На заводах высоко взметнулись волны народного возмущения. Поутру 16-го октября по заводам было объявлено, чтобы рабочие шли получать заработную плату вперед за два месяца. Никто еще не знал, что немцы в Можайске, но по объявлению почувствовали: плохи дела с Москвой. Каждому стало понятно: правительство не уверено, что удержат столицу. В создавшейся обстановке нечего было и думать об организованной эвакуации населения. Между тем, потеря квалифицированных заводских кадров была недопустима.
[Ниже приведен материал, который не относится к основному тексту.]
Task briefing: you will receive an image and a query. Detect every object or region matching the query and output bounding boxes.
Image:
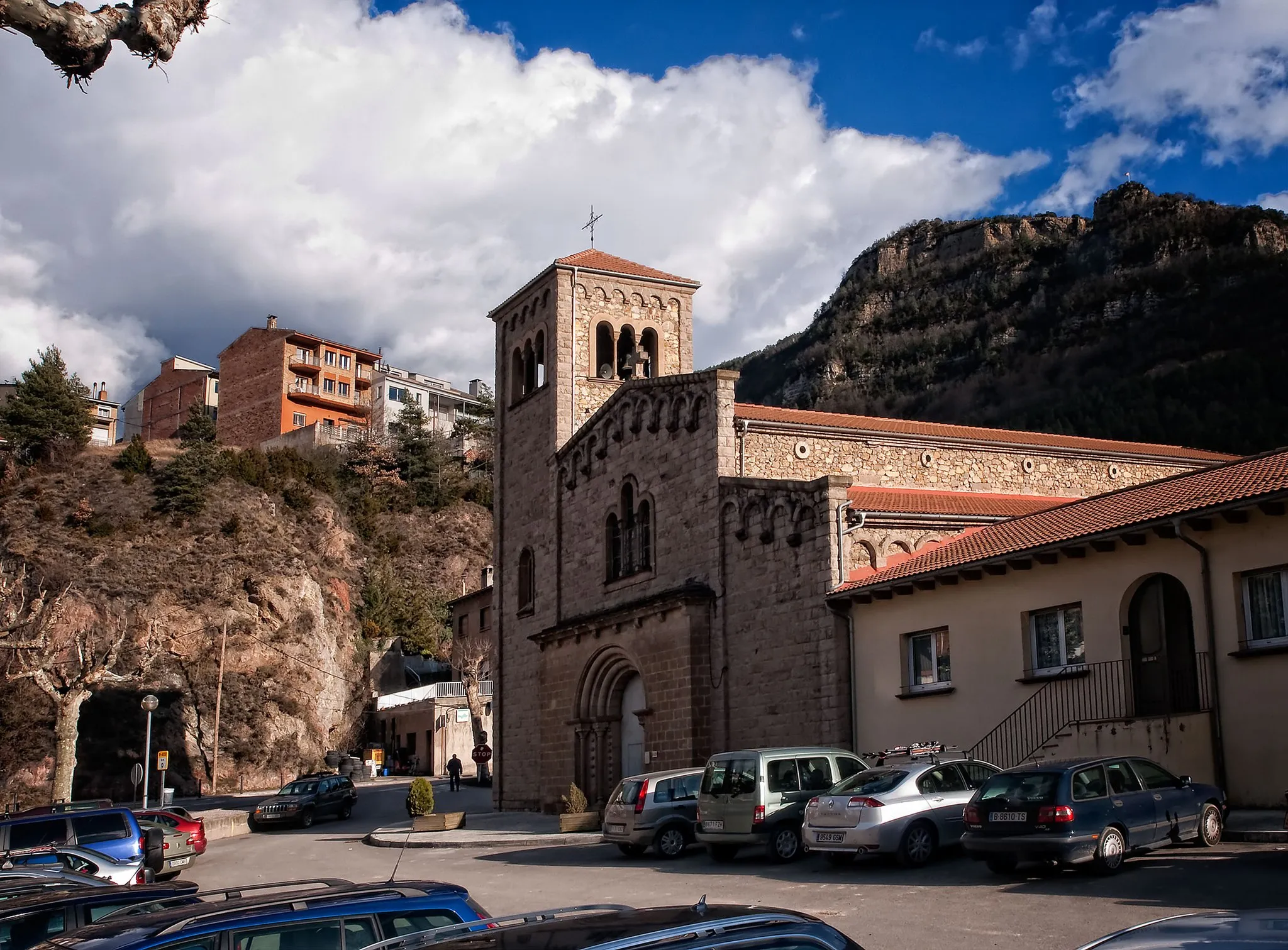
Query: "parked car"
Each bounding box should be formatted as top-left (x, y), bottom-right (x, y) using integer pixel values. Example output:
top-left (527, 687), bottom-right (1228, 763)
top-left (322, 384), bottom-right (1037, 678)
top-left (0, 809), bottom-right (153, 870)
top-left (962, 757), bottom-right (1226, 874)
top-left (0, 883), bottom-right (197, 950)
top-left (365, 897), bottom-right (863, 950)
top-left (139, 819), bottom-right (197, 880)
top-left (0, 844), bottom-right (153, 887)
top-left (604, 768), bottom-right (702, 859)
top-left (1078, 909), bottom-right (1288, 950)
top-left (250, 772), bottom-right (358, 831)
top-left (802, 751), bottom-right (999, 868)
top-left (44, 880), bottom-right (487, 950)
top-left (697, 747), bottom-right (867, 861)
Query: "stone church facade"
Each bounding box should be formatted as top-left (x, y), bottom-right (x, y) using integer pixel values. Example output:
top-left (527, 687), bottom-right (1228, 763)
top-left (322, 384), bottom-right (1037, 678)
top-left (489, 250), bottom-right (1225, 811)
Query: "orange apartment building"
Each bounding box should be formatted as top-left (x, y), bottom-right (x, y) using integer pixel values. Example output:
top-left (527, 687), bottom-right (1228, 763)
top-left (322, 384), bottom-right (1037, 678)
top-left (218, 317), bottom-right (380, 446)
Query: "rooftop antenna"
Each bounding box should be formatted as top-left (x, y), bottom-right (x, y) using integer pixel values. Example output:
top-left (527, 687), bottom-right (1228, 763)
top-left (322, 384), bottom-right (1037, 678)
top-left (581, 205), bottom-right (602, 247)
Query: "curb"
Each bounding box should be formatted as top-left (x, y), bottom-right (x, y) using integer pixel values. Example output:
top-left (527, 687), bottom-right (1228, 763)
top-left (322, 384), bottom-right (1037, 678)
top-left (362, 832), bottom-right (604, 848)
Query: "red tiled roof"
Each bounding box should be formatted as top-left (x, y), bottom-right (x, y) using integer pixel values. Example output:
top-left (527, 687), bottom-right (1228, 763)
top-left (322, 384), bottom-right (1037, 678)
top-left (733, 403), bottom-right (1235, 462)
top-left (555, 247), bottom-right (698, 287)
top-left (833, 450), bottom-right (1288, 594)
top-left (849, 485), bottom-right (1069, 517)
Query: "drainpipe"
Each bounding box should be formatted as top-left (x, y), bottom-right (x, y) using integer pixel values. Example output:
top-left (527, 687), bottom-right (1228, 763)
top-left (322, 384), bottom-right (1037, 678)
top-left (1172, 517), bottom-right (1226, 789)
top-left (733, 418), bottom-right (747, 478)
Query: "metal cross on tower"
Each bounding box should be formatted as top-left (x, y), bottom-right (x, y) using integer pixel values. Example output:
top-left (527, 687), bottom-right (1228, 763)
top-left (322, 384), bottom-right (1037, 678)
top-left (581, 205), bottom-right (602, 247)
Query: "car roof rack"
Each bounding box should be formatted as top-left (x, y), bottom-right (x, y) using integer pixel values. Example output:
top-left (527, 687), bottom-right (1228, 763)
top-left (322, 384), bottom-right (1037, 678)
top-left (364, 903), bottom-right (635, 950)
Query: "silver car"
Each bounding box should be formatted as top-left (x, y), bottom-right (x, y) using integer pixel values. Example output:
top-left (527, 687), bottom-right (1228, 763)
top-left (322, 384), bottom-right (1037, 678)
top-left (604, 768), bottom-right (702, 859)
top-left (801, 757), bottom-right (1001, 868)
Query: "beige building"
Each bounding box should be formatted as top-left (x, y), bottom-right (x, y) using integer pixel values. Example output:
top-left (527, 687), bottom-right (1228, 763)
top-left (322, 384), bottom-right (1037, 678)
top-left (489, 250), bottom-right (1228, 811)
top-left (830, 451), bottom-right (1288, 807)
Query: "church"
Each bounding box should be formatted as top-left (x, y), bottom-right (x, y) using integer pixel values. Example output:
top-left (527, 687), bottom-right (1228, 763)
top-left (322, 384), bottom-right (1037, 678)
top-left (489, 250), bottom-right (1228, 811)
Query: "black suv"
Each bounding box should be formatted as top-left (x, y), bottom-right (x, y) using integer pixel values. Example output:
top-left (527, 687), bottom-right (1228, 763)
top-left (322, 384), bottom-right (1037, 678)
top-left (250, 772), bottom-right (358, 832)
top-left (366, 897), bottom-right (863, 950)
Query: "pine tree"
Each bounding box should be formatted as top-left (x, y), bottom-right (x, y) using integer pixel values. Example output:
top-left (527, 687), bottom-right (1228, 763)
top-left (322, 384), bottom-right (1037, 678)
top-left (0, 346), bottom-right (90, 463)
top-left (175, 403), bottom-right (215, 446)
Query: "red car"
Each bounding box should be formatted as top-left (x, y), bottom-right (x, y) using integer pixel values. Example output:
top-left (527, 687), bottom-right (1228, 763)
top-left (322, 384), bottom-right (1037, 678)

Двухмесячный аванс решено было выдать затем, чтобы рабочие не оставались в Москве, под немца, а, имея на руках хоть какие-то деньги, могли выбираться своими средствами, кто как может. В расчет принималось, конечно, и то, что такая мера подогреет симпатии рабочего люда к правительству: аванс бросали, как подкуп, взятку.

Когда рабочие пришли в конторы получать зарплату, они нашли там только плачущих машинисток, картотетчиц, делопроизводителей. Директора, бухгалтеры, кассиры бежали. В партийных и профсоюзных комитетах — никого: брошены столы, шкафы, бумаги. При каждом заводе имелся ОРС — отдел рабочего снабжения. Верхушка, захватывая грузовики, опустошала орсовские продовольственные склады. Автомашины катили по Ярославскому шоссе, шоссе Энтузиастов (бывшей Владимирке), пробирались слободскими уличками на восточные окраины города. На заставах, установленных рабочими, потрошили чемоданы, находили пачки денег, перевязанные шпагатами, в банковской упаковке. Повсюду происходили сцены, подобные той, какую мы видели на Ярославском шоссе, у Тарасовки.